[ExI] ai class at stanford

Adrian Tymes atymes at gmail.com
Mon Aug 29 05:54:04 UTC 2011


On Sun, Aug 28, 2011 at 9:45 PM, G. Livick <glivick at sbcglobal.net> wrote:
> But this knowledge comes at a price: we are looking behind the
> curtain, learning to do what the guy there does, with the attendant loss of
> technological innocence (or the availability to feign innocence).  Any
> claims from graduates that certain things in the world of AI are practical
> and their emergence predictable can expect challenges from other graduates
> as to possible methods.  Defense of such concepts as "uploading" will become
> impossible for people tasked with also explaining, in reasonably practical
> terms, just how it could be accomplished.

Uh huh.  I suppose black powder is just an interesting toy of no military value,
there's no such thing as atomic decay because we can't conceive of it, and
heavier than air flight - having never been demonstrated before - is impossible,
then?

Seriously.  Just because we do not today know how to do something (and if
we could explain it in reasonably practical terms, we probably could do it
today), does not mean we never will, nor that we can not see how to go
about discovering how.  If you want to make such claims, the onus is upon
you to prove that it is not, in fact, possible.

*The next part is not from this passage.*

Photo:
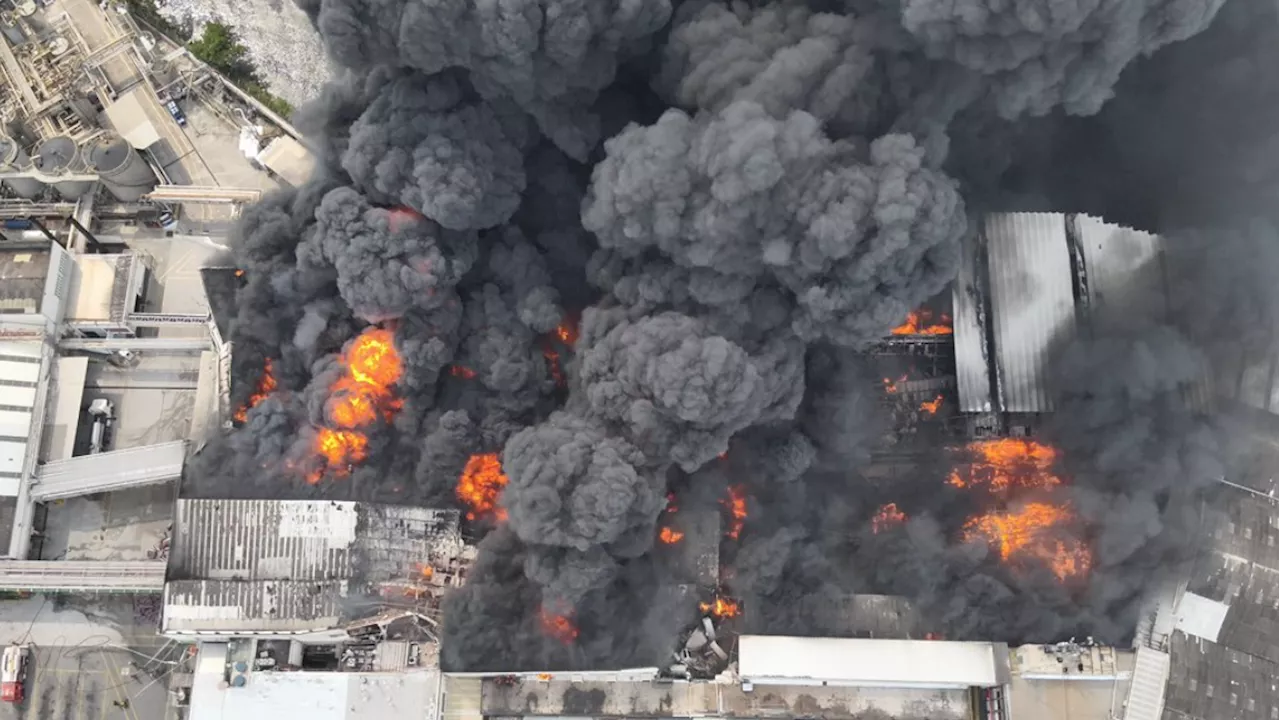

There are untold number of projects using AI techniques to simulate different
parts of what the human brain can do, to different degrees of success.  It
appears that the main remaining challenges are to improve those pieces, then
wire them all together.  We know enough about how the human brain works
that it seems more likely than not that that will work...even if we can not
describe exactly how the end result will work right now.

This is basic stuff, man.  This is what it means to develop technology.

> Unless, of course, we all take a
> minor in Ruby Slippers.

Or that, if you want to call it that.  But remember, it took the man behind the
curtain to give Dorothy that power.  Knowing how it worked was part of him.
The showmanship of Oz was gone before the topic came up.

We live, every day, among things our ancestors of many generations ago
would call miraculous.  They don't seem that way to us merely because we
know how they work.  Outside of abstract philosophical arguments that
keep getting special-cased around by reality, I am not aware of any serious
evidence that we can not create human-equivalent AIs - or even emulate
humans in silico.  For instance, take the famous thought experiment where
you replace a brain with artificial neurons, one neuron at a time.  We have
that capability today; it is merely impractically expensive, not impossible,
to actually conduct that experiment (say, on an animal, or a human who'd
otherwise be about to die, to avoid ethical problems).  "Impractically
expensive" is the kind of thing that development tends to take care of.